The Polygon team fixed a delay bug that affected consensus finalization, causing slow confirmations and impacting RPC services across the network. A hard fork and validator coordination on September 10, 2025 applied the fix, restoring finality within minutes and stabilizing dApps and infrastructure providers.
Incident and impact
The Polygon Proof-of-Stake network experienced a temporary delay in block finalization, with confirmations taking 10 to 15 minutes, according to an internal report from the Polygon Foundation. A bug affecting Bor nodes and also Erigon caused access difficulties for RPC services, which hindered some dApps’ interaction with the chain.

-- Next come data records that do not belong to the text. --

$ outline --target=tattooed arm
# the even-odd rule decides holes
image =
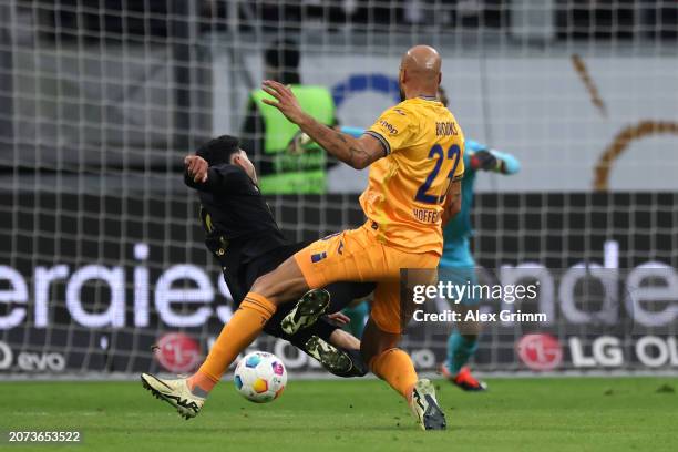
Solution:
[[[373,136],[363,135],[355,138],[314,120],[301,110],[295,94],[284,84],[267,80],[264,82],[264,91],[277,101],[265,99],[266,104],[278,109],[285,117],[297,124],[329,154],[353,168],[362,170],[386,155],[383,144]]]

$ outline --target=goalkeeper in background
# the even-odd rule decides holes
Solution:
[[[439,91],[440,101],[448,105],[444,91]],[[520,162],[512,155],[502,153],[476,143],[473,140],[465,141],[464,152],[464,176],[462,178],[462,207],[443,227],[443,255],[440,259],[441,279],[451,280],[455,284],[477,284],[475,274],[475,260],[471,253],[471,207],[473,206],[473,185],[479,171],[489,171],[499,174],[515,174],[520,171]],[[472,294],[471,294],[472,295]],[[475,309],[480,299],[465,297],[461,300],[464,309]],[[462,314],[464,316],[464,314]],[[463,318],[463,317],[462,317]],[[487,386],[471,374],[466,362],[477,350],[477,341],[481,332],[479,322],[460,322],[459,328],[448,339],[448,358],[441,364],[442,374],[452,383],[465,391],[484,391]]]

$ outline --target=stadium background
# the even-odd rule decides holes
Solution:
[[[0,27],[0,377],[178,371],[205,352],[230,308],[181,157],[238,132],[280,38],[358,126],[397,99],[402,51],[438,47],[466,135],[521,160],[479,177],[476,257],[483,275],[543,266],[525,278],[547,273],[552,302],[521,309],[553,316],[487,328],[476,368],[678,369],[675,2],[14,0]],[[332,172],[328,195],[271,197],[290,238],[361,223],[363,175]],[[420,368],[446,328],[410,332]],[[557,343],[521,342],[542,332]]]

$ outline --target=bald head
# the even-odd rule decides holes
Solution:
[[[400,63],[400,88],[403,94],[408,99],[418,95],[435,96],[441,80],[440,66],[440,54],[432,47],[414,45],[408,50]]]

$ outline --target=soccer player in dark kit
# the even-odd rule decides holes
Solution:
[[[201,198],[205,245],[218,260],[237,307],[259,276],[274,270],[307,243],[289,243],[284,237],[259,192],[254,165],[236,137],[214,138],[196,155],[186,156],[184,163],[184,181]],[[373,284],[364,282],[332,284],[327,287],[331,296],[328,318],[288,335],[280,322],[295,304],[287,304],[268,320],[264,331],[286,339],[331,373],[361,377],[367,367],[360,358],[360,341],[337,326],[347,319],[336,312],[373,288]]]

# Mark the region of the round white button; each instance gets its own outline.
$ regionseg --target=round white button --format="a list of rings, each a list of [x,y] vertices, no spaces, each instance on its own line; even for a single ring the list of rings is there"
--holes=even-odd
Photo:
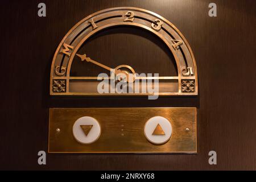
[[[149,119],[144,126],[144,134],[148,141],[154,144],[168,142],[172,133],[172,125],[166,118],[156,116]]]
[[[73,125],[75,138],[83,144],[94,142],[100,138],[101,133],[101,126],[98,121],[88,116],[79,118]]]

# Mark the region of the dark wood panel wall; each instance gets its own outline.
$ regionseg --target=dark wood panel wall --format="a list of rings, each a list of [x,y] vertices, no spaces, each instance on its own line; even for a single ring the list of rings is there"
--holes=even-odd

Validators and RPC providers resynchronized to the last finalized block, 76,273,070, to restore operations, as noted by the Polygon Foundation. The incident affected dApps and infrastructure providers until normal confirmation times resumed.
Fix and restoration
The incident began on the morning of September 10, 2025 and prompted a coordinated response from Polygon engineers. The organization implemented a hard fork the same day, and checkpoint finalization became functional in approximately 15 minutes after the intervention, restoring the network’s finality guarantees.
Restarting the affected nodes proved effective for many validators and RPC providers, accelerating service normalization. Sandeep Nailwal, Polygon co-founder, reassured users and operators that “the core chain remained operational” during the incident, while acknowledging that the user experience was compromised until the fix due to RPC synchronization issues, even though the execution layer continued producing blocks.

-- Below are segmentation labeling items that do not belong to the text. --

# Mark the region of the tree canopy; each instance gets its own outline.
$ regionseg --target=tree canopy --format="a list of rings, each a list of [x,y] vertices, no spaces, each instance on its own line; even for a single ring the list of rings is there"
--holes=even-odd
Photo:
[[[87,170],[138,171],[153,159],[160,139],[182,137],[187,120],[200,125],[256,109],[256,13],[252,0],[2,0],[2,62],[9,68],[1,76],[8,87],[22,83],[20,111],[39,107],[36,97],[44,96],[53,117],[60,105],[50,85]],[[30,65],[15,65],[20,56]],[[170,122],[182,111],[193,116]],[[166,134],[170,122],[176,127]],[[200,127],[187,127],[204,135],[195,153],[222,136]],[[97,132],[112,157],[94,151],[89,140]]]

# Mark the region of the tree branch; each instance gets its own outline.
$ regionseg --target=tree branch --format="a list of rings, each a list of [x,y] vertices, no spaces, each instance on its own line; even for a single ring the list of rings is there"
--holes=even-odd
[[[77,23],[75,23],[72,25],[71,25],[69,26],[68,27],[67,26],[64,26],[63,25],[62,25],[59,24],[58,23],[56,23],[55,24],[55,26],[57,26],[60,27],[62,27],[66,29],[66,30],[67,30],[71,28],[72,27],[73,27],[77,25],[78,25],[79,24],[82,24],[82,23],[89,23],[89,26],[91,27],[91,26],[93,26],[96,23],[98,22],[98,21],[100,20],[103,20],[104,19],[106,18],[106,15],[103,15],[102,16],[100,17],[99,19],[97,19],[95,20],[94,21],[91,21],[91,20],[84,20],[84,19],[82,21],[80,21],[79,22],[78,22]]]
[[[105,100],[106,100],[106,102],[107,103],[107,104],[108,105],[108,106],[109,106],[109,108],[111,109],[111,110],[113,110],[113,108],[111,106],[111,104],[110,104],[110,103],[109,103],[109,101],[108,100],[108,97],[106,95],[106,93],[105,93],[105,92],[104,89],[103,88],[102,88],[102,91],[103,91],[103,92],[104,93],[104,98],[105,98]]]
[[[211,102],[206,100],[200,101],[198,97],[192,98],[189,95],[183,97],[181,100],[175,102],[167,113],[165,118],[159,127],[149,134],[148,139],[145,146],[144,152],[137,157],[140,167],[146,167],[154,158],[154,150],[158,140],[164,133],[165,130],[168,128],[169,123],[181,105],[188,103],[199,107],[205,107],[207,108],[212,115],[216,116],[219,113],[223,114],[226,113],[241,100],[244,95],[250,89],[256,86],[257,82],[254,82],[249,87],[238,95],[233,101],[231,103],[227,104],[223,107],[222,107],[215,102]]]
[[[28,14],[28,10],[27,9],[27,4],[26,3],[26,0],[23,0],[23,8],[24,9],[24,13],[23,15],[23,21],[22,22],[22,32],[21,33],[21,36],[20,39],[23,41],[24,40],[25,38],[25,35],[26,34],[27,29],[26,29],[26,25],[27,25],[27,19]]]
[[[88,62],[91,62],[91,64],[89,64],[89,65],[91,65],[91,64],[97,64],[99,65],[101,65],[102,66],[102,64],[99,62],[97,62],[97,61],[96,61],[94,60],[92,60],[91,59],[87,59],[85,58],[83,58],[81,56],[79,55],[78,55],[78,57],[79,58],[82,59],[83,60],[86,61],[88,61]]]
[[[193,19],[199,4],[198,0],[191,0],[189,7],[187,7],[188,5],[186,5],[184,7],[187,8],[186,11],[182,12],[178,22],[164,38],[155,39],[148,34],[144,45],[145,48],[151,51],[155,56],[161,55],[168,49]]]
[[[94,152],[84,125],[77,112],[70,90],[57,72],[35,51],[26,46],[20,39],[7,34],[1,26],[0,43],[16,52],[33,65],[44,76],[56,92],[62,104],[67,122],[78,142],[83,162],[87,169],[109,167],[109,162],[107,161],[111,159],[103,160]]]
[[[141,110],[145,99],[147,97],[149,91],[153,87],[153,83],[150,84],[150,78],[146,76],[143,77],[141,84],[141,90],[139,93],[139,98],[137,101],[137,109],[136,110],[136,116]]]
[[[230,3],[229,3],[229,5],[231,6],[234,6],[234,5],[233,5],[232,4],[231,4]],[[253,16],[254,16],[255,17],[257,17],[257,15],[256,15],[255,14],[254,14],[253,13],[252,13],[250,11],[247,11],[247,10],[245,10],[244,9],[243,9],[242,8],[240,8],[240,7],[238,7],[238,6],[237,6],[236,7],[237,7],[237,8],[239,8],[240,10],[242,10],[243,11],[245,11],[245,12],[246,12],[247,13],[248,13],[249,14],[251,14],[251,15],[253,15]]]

Upgrade context and roadmap
This bug occurred amid an upgrade phase. Heimdall v2, activated in July, aims to reduce finality latency to about 5 seconds from the previous 1 to 2 minutes. The Polygon roadmap still targets 5,000 TPS by the end of 2025, with higher goals—100,000 TPS through initiatives like Gigagas alongside AggLayer—highlighting the complexity of coordinating multiple network components during upgrades.
Implications and conclusion
The quick resolution mitigated an operational risk, but the episode exposed weaknesses in backend infrastructure coordination. Notable implications include confirmation delays of 10 to 15 minutes with reference block 76,273,070, a hard fork and node restarts that restored checkpoints in about 15 minutes, and impacts to RPC providers and dApps due to issues affecting Bor and also Erigon. It also underscores the importance of coordinated testing between consensus and execution layers before deploying changes that affect clients and external services.
The Polygon Foundation confirmed the full resumption of operations after the September 10, 2025 hard fork, with checkpoints functioning again around 15 minutes after the fix was applied. Relatedly, Polygon continues advancing its fast-finality and scaling roadmap.